Study Claims Teenagers Learn Distracted Driving Habits From Mom And Dad

redOrbit Staff & Wire Reports — Your Universe Online
Parents, if your teenage children are distracted drivers or engage in dangerous activities while behind the wheel of the family car, a new study suggests that you may be the one to blame.
According to CNN’s Todd Sperry, a survey of over 1,700 teens admitted that they had performed such risky activities as speeding, talking or texting on their cell phones, or not wearing their seat belts while operating a motor vehicle.
The survey, which was conducted by Liberty Mutual Insurance and Students Against Destructive Decisions (SADD), also found that more than half of those teenage drivers had observed their parents engaging in similar behaviors while driving.
“These findings highlight the need for parents to realize how their teens perceive their actions,” Dave Melton, a driving safety expert with Liberty Mutual, told Sperry. “Your kids are always observing the decisions you make behind the wheel, and in fact have likely been doing so since they were big enough to see over the dashboard.”
“You may think you only occasionally read a text at a stop light or take the odd thirty-second phone call, but kids are seeing that in a different way,” he added. “Answering your phone once while driving, even if only for a few seconds, legitimizes the action for your children and they will, in turn, see that as acceptable behavior.”
Speeding was the most frequently performed driving activity, with 94% of teenage drivers admitting that they had done so and 88% claiming that they had witnessed their parents surpassing the speed limit, The Car Connection Contributing Writer Suzanne Kate reported on Friday. Ninety-one percent of teens said they had witnessed their parents talking on a cell phone while driving, and 90% said they had done so as well, she added.
More than three-fourths of all teenage responders (78%) confessed that they had texted while driving, while 59% of parents reportedly had done so, according to the survey.

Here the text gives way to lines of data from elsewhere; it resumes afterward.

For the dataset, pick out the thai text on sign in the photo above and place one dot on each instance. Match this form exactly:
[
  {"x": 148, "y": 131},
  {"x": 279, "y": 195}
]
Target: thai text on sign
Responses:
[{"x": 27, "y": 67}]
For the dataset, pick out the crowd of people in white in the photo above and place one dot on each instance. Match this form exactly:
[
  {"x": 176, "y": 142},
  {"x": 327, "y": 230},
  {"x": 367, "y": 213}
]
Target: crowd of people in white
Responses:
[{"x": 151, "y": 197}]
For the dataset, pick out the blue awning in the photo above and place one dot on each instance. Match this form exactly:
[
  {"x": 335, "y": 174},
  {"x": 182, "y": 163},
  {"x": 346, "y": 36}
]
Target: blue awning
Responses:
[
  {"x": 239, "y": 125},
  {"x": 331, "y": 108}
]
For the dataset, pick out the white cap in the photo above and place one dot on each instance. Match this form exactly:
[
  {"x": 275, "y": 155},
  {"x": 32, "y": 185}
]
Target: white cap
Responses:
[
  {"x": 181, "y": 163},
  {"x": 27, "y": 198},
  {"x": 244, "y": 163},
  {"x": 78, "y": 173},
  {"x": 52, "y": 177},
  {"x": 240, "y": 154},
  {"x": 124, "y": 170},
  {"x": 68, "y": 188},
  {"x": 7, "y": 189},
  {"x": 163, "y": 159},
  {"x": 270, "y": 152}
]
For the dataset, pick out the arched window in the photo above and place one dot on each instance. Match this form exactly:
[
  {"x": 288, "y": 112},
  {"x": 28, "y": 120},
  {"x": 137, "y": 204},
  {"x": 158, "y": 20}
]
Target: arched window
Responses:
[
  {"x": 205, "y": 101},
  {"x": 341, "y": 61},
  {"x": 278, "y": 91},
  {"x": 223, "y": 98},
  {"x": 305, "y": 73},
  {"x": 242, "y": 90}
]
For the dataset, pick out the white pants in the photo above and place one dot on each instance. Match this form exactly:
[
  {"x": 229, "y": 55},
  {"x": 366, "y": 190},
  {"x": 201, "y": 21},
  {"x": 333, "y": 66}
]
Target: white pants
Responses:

Adults were more likely than their children to not wear seatbelts (47% to 33%) and drive under the influence of alcohol (20% to 15%), but teenagers were more likely than their parents to attempt to operate a motor vehicle after smoking pot (16% to 7%), Kate noted.
“The best teacher for a teen driver is a good parental role model,” Stephen Wallace, SADD’s senior advisor for policy, research and education, told the automotive website. “But parents have to demonstrate good driving behavior from the onset so new drivers understand that safe driving rules apply to everyone equally.”